It's a good time to be a Minnesotan, amid one of the most sublime summers of recent vintage. It's an even better time to be a Minnesotan who loves wine, with swell news on several fronts. To wit:
Minnesota wines are still movin' on up: It will be a while before we know how the University of Minnesota's new Itasca grape will fare, but we do know this: Two varietals the U released a decade ago, Marquette and Frontenac gris, are successes in the right hands, from Vermont and Nebraska to Washington and, of course, here. The Marquettes from Chankaska Creek and Saint Croix and the Frontenac gris from Winehaven, Three Oaks and Four Daughters are among those worth seeking out.
But wait, as the K-Tel ads would say, there's more. Two newer varieties are showing great promise. Petite Pearl, a red developed by the estimable Minnesota viticulturist Tom Plocher, is all the rage in Wisconsin and does well as far north as Alexandria (Carlos Creek's rendition is a gem). And Parley Lake's Frontenac blanc, a mutation of Frontenac gris, is a stunner, crisp but lush, a lot like a good pinot blanc.
Time of the season: This sublime summer has brought an early arrival of our favorite fresh veggies, foremost among them tomatoes and sweet corn. While the latter makes for easy food pairing — buttery chardonnay to match the corn's richness and its favorite topping, or a crisp sauvignon blanc from the Loire to cut through the fat — tomatoes can be a challenge.

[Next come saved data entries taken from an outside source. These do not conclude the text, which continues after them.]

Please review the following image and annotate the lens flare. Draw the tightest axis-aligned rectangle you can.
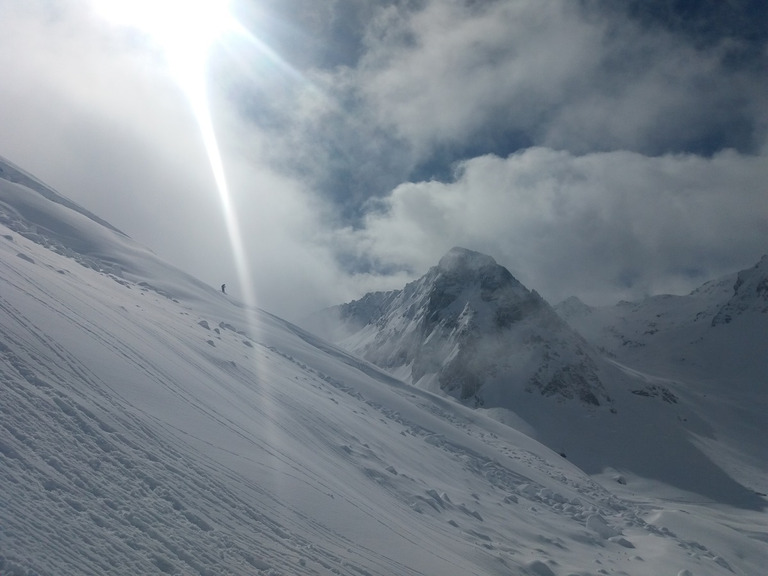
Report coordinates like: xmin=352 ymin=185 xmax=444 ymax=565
xmin=91 ymin=0 xmax=256 ymax=308
xmin=90 ymin=0 xmax=318 ymax=500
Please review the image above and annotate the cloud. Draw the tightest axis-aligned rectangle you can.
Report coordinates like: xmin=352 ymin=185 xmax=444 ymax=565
xmin=0 ymin=0 xmax=766 ymax=321
xmin=355 ymin=0 xmax=766 ymax=158
xmin=341 ymin=146 xmax=768 ymax=305
xmin=228 ymin=0 xmax=766 ymax=223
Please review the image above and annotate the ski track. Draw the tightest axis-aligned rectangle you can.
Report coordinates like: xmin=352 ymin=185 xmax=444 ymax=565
xmin=0 ymin=251 xmax=468 ymax=575
xmin=0 ymin=253 xmax=392 ymax=575
xmin=1 ymin=223 xmax=766 ymax=576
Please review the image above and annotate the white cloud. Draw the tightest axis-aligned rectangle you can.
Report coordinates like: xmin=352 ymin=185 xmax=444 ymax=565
xmin=344 ymin=147 xmax=768 ymax=305
xmin=358 ymin=2 xmax=570 ymax=152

First off, that Parley Lake Frontenac blanc would rock with tomatoes. Otherwise, my favorite choices emanate from southern France, especially picpoul de pinet: Look for Le Jade, Foncalieu, Domaine Reine Juliette or Hugues Beaulieu. Or the bracing white blends from Gascogne, such as Domaine Menard, Domaine D'Arton, Domaine de Pouy and Maison Legrand.
If you're going the caprese route, look for a dry Provençal rosé: Commanderie de la Bargemone, Le Font du Broc, Bieler "Sabine," Les Hautes Plateaux or the always-sublime Whispering Angel.
Hey, they deliver, too: There has been a lot of news recently about new wine-delivery options, such as Surdyk's alliance with Amazon and Total Wines and Liquor Boy's hookup with Instacart. But countless local retailers already were offering delivery for a nominal fee, often aligned with couriers such as DrinkFly, Minibar and Drizly.
Haskell's, for example, has delivered wine and spirits since it opened in 1934, and nowadays includes the entire state in its conveyance area. Other stores such as South Lyndale, Thomas and France 44 have localized delivery areas.